Listen, I'm not asking for anyone to challenege what actually happened during the wars, since it's all been well documented by respected institutions like the ICTY. But do you consider that sections of the Western media may have exagerrated things? You know how the media can sensationalise events, even trivialise them.

Like I've mentioned, I'm not - and I repeat - NOT challenging what happened. That's what Diana Johnstone and Michael Parenti have done! Just questioning the media picture in the West.

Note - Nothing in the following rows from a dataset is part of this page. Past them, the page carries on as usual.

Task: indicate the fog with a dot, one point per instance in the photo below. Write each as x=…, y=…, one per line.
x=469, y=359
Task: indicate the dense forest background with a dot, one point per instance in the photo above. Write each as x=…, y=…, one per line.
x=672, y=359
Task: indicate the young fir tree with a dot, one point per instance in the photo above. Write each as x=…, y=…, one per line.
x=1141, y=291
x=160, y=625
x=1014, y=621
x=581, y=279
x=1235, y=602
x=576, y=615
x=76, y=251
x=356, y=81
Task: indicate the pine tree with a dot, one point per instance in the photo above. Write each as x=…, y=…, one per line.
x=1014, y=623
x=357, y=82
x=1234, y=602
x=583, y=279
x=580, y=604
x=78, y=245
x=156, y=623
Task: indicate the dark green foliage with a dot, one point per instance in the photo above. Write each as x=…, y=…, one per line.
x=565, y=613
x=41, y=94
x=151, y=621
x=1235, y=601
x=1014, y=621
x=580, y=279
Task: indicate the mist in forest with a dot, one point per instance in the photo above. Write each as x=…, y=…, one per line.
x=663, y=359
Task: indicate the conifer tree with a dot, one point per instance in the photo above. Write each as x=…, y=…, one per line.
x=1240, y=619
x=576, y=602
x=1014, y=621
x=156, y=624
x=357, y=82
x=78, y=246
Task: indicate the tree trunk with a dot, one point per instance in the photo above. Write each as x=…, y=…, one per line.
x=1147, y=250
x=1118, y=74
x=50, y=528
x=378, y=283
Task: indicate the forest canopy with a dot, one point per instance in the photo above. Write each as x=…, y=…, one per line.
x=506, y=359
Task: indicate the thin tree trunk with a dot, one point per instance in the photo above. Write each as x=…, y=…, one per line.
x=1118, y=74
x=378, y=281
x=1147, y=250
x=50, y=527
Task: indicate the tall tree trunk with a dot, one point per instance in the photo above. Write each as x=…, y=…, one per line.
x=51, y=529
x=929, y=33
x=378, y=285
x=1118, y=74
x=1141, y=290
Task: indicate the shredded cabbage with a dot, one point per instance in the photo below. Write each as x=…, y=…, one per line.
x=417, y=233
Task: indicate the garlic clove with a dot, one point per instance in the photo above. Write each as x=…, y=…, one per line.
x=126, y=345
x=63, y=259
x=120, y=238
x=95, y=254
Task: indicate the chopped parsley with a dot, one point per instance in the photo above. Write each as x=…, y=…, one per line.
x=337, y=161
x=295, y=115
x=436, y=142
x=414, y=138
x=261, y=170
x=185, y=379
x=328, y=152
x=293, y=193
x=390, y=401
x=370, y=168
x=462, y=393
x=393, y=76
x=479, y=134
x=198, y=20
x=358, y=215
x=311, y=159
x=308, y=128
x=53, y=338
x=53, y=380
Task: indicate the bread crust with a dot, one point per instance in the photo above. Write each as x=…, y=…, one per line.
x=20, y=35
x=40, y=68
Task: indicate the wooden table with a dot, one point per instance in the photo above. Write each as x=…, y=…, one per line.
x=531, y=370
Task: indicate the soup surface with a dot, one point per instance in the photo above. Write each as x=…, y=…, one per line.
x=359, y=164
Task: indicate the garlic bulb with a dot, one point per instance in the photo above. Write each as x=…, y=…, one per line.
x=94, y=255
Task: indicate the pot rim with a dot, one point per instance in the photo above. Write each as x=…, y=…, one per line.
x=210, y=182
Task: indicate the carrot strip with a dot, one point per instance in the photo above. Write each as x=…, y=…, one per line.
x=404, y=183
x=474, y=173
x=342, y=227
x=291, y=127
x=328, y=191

Thanks Kirk. You can visit my blog and discuss that there.

Kirk Johnson said...

Daniel, I think that that most reasonable observers know that the figures given for Serb casualties around Srebrenica were grossly exaggerated. No doubt about it. And I've seen some of the "war porn" some genocide denial websites use. Disturbing stuff.

Alan--thank you so much for you kind and thoughtful comment.

I have always believed that Western media coverage of the war had an unfortunate tendency to consider the actors in Bosnia to be uniform ethnic groups. Coverage here tended to be about "the Serbs", "the Muslims", and so on. It's unfortunate the individuals who had nothing to do with the atrocities being committed got tarred with the same brush. Collective identity and collective guilt go hand in hand.

I looked at your blog--it seems interesting! I will definitely spend some time reading it when I get a chance.

Thanks for taking the time to read mine.

Anonymous said...

Alan, in the UK the news coverage of the war in Bosnia tended to reflect the dominant aspects of the violence, so it wasn't surprising that the Serb violence tended to predominate, though I remember fairly substantial coverage of the fighting in Mostar and the HVO's finest hour in Ahmici.

However the current affairs coverage was much more "balanced", in the sense that UK government views favouring non-intervention were featured alongside excessively non-interventionist screen-time for for articulate and vociferous Serbs like Srdja Trifkovic and and the glib Marko Gasic http://www.telegraph.co.uk/htmlContent.jhtml?html=/archive/1999/04/26/tlbori26.html.

I'm afraid many of the the Diaspora Serbs appeared more concerned to express contempt for the West's misunderstanding of their case than they were to explain the evidence on screen that backed what Mazowiecki had reported only too clearly was happening. So though you yourself may have noticed the media bias that may occasionally have surface, my impression was that too often in the interests of a phony "balance" Serb spokespersons were handled much too respectfully and uncritically.